New York State Tax

Employee Stock Options and Tax

What are Employee Stock Options?

The stock option itself is the right to purchase stock shares at the price specified on the option. Employee stock options are options to purchase stock in the company that employs a person. There are two kinds of employee stock options. The kind that generally ends up in the hands of upper management are qualified ISOs - Incentive Stock Options. The second kind are nonqualified options - ESOs. Both have expiration dates. After that date they are worthless.

Nonqualified Stock Options

These options are transferrable to children or to charities, if approved by the company, and may be granted at a discount to the stock's current market value. The moment they are exercised, the difference between the option price, or strike price, and the current market price of the stock becomes ordinary income for tax purposes.

If the option is for 100 shares at $50 per share and the option is exercised when the stock reaches $100 per share, then $5,000 must be added immediately to all other ordinary income. Of course, if the stock is available to the employee and the employee chooses to sell it immediately, the $5,000 - less brokerage costs - does actually become income.

If the stock is held to see if it will appreciate more and the stock reaches $150 per share, then that additional $5,000 profit becomes either short-term or long-term capital gains. The gain is short-term if the stock is held less than one year. The flip side of this coin is when the stock is held as an investment but goes down in value. The offset of capital loss may not cover the amount added to ordinary income and that income is still taxable.

Incentive Stock Options

ISOs must be granted at the current market value of the stock. The only transfer permitted is by a will if the employee holding the options dies. The limit on ISOs is $100,000 worth of options that can be exercised in one year.

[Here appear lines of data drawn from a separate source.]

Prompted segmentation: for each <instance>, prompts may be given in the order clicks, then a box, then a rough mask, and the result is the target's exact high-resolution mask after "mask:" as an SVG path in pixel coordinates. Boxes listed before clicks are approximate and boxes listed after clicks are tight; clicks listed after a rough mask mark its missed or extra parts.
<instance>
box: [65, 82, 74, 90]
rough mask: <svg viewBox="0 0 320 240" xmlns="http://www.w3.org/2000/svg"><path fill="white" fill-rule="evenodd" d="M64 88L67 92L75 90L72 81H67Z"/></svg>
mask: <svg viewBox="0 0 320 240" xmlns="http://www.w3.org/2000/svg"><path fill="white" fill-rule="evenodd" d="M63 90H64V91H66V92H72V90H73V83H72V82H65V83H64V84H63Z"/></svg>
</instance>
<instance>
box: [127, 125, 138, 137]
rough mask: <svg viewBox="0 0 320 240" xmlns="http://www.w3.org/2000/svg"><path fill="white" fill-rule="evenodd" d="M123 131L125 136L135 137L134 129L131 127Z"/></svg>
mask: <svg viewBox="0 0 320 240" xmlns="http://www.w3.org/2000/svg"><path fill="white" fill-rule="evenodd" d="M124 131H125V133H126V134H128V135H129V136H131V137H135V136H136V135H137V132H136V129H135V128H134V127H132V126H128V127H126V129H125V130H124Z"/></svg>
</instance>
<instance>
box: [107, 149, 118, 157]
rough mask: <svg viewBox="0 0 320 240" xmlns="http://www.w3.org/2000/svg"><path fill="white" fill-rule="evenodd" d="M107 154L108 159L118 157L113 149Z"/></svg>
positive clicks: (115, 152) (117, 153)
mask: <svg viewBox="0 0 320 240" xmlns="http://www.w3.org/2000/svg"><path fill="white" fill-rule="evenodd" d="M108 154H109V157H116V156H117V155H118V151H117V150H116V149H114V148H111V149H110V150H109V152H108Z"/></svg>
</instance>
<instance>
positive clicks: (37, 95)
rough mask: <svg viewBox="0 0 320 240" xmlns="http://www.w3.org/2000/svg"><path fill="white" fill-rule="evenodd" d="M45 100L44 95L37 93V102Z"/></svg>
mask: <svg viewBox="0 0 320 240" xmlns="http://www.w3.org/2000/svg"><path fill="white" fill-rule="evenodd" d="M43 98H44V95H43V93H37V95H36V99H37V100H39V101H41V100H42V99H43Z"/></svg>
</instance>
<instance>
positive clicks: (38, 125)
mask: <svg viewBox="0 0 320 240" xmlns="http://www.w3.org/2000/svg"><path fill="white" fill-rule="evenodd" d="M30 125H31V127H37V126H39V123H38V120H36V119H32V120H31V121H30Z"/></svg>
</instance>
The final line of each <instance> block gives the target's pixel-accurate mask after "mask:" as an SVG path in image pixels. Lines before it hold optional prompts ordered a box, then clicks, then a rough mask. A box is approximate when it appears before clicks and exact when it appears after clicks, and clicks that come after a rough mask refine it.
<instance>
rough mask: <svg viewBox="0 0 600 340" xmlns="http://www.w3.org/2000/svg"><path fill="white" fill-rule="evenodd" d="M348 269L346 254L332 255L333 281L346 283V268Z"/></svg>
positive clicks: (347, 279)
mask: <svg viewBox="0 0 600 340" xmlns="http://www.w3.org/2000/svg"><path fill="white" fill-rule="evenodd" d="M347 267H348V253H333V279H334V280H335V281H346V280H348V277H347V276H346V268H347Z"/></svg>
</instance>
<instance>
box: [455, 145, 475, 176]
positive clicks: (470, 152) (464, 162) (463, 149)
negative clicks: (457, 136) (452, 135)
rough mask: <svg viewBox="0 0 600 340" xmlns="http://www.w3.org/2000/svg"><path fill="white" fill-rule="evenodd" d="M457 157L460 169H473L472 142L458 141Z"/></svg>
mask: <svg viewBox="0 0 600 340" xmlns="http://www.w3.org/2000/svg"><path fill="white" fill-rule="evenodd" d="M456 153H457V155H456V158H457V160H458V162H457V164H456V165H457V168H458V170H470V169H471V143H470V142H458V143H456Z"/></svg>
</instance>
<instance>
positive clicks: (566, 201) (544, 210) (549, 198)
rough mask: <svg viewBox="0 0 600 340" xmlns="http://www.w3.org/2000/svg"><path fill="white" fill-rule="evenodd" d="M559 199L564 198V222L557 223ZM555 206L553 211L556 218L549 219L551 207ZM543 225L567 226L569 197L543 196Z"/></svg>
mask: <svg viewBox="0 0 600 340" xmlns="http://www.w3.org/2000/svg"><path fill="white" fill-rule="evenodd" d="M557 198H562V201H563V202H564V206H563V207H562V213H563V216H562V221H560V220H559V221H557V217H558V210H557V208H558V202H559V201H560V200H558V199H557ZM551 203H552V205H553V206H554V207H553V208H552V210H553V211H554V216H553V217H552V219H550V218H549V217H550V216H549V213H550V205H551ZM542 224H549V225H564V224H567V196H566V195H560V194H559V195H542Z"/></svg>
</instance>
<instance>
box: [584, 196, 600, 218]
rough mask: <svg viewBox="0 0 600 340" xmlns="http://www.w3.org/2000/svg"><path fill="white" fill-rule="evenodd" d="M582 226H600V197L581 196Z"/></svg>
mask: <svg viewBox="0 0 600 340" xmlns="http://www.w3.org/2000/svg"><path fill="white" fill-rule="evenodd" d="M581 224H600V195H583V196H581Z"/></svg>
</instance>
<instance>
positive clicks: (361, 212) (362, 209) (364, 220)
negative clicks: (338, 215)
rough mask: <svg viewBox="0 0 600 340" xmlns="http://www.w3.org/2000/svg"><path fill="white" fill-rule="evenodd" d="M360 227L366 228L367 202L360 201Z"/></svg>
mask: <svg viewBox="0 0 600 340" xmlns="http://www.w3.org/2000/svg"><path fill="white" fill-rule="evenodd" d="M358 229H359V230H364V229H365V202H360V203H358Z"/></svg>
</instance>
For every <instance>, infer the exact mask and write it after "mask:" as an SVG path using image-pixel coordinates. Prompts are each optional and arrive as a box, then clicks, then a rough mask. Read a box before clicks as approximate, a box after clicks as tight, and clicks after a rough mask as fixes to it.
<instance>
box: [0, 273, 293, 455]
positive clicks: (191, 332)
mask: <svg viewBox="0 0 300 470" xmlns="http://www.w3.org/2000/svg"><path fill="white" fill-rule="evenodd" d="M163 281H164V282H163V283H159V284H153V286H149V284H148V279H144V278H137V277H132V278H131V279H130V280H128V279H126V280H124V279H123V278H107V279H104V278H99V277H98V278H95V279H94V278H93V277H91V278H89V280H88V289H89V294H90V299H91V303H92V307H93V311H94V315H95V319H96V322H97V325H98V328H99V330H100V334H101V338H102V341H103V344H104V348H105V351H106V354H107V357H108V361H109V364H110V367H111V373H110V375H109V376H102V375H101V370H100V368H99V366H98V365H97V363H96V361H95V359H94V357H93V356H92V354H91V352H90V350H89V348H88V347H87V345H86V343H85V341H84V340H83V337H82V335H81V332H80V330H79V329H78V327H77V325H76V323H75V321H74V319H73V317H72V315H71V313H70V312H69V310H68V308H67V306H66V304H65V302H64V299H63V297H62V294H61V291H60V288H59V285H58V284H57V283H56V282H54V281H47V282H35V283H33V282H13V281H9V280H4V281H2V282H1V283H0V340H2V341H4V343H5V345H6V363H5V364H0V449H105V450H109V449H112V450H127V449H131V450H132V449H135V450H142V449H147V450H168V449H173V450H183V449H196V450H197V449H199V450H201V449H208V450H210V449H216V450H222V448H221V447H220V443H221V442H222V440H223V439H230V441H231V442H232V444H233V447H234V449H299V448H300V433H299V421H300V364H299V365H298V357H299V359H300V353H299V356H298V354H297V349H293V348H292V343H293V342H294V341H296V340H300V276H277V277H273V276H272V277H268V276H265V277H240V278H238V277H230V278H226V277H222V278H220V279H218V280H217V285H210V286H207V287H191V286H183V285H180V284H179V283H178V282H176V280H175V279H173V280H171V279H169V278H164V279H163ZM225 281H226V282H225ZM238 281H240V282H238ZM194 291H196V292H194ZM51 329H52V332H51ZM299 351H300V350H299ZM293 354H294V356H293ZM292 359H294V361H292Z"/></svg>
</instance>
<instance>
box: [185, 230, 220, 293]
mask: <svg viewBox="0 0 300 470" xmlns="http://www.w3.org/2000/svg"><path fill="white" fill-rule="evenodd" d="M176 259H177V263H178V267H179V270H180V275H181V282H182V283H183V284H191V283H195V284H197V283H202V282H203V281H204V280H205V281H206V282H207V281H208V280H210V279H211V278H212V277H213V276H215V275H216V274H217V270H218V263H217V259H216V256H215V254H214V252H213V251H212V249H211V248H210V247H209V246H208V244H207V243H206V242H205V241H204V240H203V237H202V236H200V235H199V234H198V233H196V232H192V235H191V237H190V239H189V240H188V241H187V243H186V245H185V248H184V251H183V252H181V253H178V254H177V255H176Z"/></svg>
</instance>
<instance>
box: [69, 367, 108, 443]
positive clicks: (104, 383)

If the stock is not held for a specified holding period, the option reverts to a nonqualified option and assumes all the tax rules of that type of option. If the stock is held through the holding period, the difference between the option price and the exercised price - spread - is a preference item when calculating the alternative minimum tax and increases the taxable income for that purpose.

Methods of Exercising

Paying With Cash
An employee gives their employer the cash necessary to buy the stock at the option price and they are issued stock certificates in return.

Swapping Stock
If shares of stock are already held by the employee, they may wish to exchange the number of shares necessary to obtain shares matching the option price. If the stock's price is $100 and the option price is $50 and the employee has an option for 100 shares, it would only take 50 owned shares to obtain 100 new certificates.

Working with a Broker
An employee might use their stock options as collateral and buy the stock through a stock broker. If the employee does not wish to keep any of the stock, all the shares are purchased and immediately sold with the residue cash going to the employee. If the employee wishes to keep the residue shares, all the shares are purchased and only enough shares are immediately sold to pay the broker.